De katas sueltas a una app que arranca
Hasta ahora has resuelto piezas: una consulta SQL aquí, un componente allá, un validador por otro lado. Una app real es lo que ocurre cuando esas piezas se conectan y los datos fluyen entre ellas. En este capstone montas un gestor de tareas de punta a punta y lo ejecutas.

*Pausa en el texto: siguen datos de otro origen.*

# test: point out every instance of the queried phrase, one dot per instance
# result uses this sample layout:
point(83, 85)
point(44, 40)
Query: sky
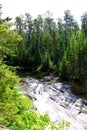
point(13, 8)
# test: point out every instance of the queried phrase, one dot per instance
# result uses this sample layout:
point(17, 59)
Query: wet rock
point(57, 99)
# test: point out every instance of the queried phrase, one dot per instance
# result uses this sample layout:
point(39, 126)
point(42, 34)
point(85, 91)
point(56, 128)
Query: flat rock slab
point(57, 100)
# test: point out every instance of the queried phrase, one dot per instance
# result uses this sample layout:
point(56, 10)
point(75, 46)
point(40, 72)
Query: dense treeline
point(38, 44)
point(15, 108)
point(60, 47)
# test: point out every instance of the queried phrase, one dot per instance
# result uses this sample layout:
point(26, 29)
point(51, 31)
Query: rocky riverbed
point(55, 98)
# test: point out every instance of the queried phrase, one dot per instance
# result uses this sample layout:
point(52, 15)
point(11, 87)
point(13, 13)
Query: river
point(55, 98)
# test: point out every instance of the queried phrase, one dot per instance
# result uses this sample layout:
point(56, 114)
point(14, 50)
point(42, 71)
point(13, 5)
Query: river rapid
point(55, 98)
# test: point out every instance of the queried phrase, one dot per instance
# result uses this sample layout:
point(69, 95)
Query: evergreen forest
point(40, 45)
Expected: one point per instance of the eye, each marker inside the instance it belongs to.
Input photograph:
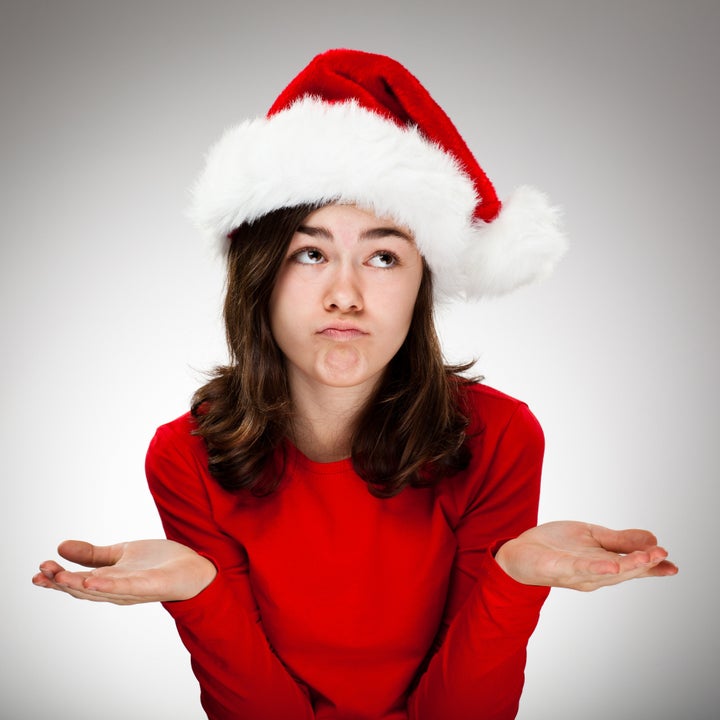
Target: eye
(308, 256)
(384, 259)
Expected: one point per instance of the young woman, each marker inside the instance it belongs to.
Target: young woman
(351, 523)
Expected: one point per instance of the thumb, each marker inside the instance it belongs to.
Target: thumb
(89, 555)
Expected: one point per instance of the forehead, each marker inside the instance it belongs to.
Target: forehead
(351, 215)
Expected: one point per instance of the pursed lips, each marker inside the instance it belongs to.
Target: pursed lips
(339, 332)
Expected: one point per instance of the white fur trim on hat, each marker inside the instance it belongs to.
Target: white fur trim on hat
(319, 152)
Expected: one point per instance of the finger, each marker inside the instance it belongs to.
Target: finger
(89, 555)
(623, 541)
(50, 568)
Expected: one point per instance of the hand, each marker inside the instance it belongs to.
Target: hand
(129, 573)
(582, 556)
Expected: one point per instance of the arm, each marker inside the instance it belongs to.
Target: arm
(239, 674)
(478, 668)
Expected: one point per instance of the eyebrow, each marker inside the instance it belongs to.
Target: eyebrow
(371, 234)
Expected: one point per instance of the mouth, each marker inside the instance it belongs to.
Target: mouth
(336, 332)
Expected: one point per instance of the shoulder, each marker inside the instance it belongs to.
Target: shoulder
(177, 439)
(493, 414)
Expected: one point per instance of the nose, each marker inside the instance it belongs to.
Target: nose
(343, 291)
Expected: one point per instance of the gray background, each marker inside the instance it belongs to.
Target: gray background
(110, 307)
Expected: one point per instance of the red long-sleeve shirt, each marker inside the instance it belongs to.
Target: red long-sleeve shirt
(332, 603)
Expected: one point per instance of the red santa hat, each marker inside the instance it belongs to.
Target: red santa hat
(358, 128)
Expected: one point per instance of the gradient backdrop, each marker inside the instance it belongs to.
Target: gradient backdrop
(110, 307)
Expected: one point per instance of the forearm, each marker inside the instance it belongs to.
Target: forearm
(478, 670)
(239, 675)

Una app full-stack se organiza en capas, y cada capa solo habla con su vecina:
[ UI / React ] el formulario y la lista que ve el usuario
│ llama a
▼
[ Cliente ] pide datos a la API y guarda lo que recibe
│ fetch(url, ...)
▼
[ API / rutas ] traduce cada petición en una operación de datos
│ store.crear(...)
▼
[ Datos / store ] la "base de datos" (aquí, en memoria)
El flujo de una acción
Añadir una tarea recorre todas las capas y vuelve:
- El usuario escribe y pulsa Añadir (UI).
- La UI llama a
cliente.agregar(texto). - El cliente hace
fetch("/tareas", { method: "POST", body: { texto } }). - La API recibe la ruta, valida y llama a
store.crear(texto). - El store guarda la tarea y la devuelve; la respuesta sube de vuelta.
- El cliente recarga la lista y la UI se vuelve a pintar con la tarea nueva.
La clave: ninguna capa salta a otra que no sea su vecina. La UI no toca el store directamente; pasa por el cliente y la API. Eso es lo que hace una app mantenible, testable y... ejecutable de verdad.